All-White Killer Whale Filmed Off Russian Coast [Video]

04/24/2012

Whitewhale

Albinism and leucism have produced white whales from several species before, but this is a world first: an all-white, adult killer whale bull.

This majestic whale, aptly named "Iceberg," was recently spotted off the coast of Kamchatka in eastern Russia by a group of scientists co-led by Erich Hoyt, the world-renowned orca expert. The whale appears to be a healthy, thriving member of its pod despite its rare condition.

Only two other white orcas have ever been seen in the wild before, but they were both young individuals and didn't survive into adulthood, Hoyt told BBC News. One reason that a fully mature white orca is so rare is that albinism in these whales is usually accompanied by a weakened immune system. Though researchers have yet to confirm whether Iceberg's white complexion is due to albinism, the good news is that he appears to be doing just fine.

Iceberg is estimated to be at least around 16 years old, and possibly a bit older, given the size of his dorsal fin. Orcas typically reach maturity by 15 years of age, and can live as long as 50 or 60 years. 

A video showcasing Iceberg merrily swimming with his family can be seen here, courtesy of erichhoyt.com and Shifting Values:

 

"Iceberg seems to be fully socialized; we know that these fish-eating orcas stay with their mothers for life, and as far as we can see he's right behind his mother with presumably his brothers next to him," said Hoyt.

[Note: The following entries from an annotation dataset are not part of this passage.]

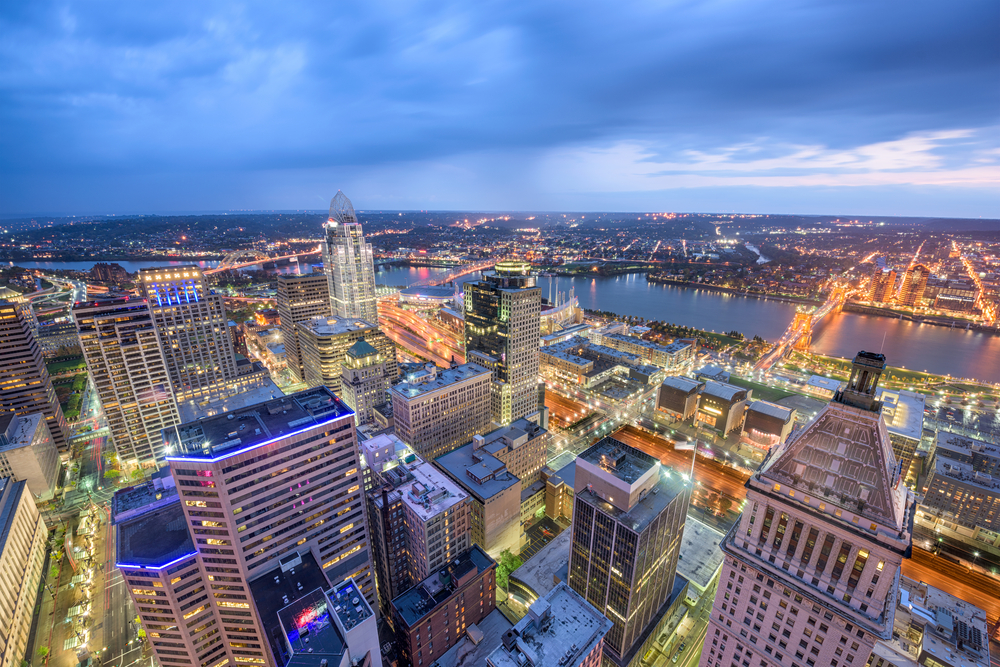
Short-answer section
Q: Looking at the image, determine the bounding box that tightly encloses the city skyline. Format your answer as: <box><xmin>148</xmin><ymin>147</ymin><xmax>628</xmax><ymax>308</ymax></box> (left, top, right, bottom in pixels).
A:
<box><xmin>0</xmin><ymin>0</ymin><xmax>1000</xmax><ymax>217</ymax></box>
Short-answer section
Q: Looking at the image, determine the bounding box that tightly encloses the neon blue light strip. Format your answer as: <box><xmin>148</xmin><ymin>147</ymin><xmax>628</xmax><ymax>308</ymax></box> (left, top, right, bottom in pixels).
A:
<box><xmin>115</xmin><ymin>551</ymin><xmax>198</xmax><ymax>570</ymax></box>
<box><xmin>166</xmin><ymin>410</ymin><xmax>354</xmax><ymax>463</ymax></box>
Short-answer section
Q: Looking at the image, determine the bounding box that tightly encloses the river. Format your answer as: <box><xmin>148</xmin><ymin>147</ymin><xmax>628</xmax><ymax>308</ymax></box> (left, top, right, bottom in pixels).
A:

Researchers also hope that Iceberg's rare condition will help to raise awareness about the growing need for protected marine reserves worldwide. Though the area where Iceberg was first seen is already part of Russia’s largest marine reserve, discussions are currently underway to expand it. Given the vast amount of territory that orcas can traverse on a daily basis, a network of reserves is necessary to ensure that these animals are protected.     

“In many ways, Iceberg is a symbol of all that is pure, wild and extraordinarily exciting about what is out there in the ocean waiting to be discovered,” wrote Erich Hoyt, in a recent press release. “The challenge is to keep the ocean healthy so that such surprises are always possible.”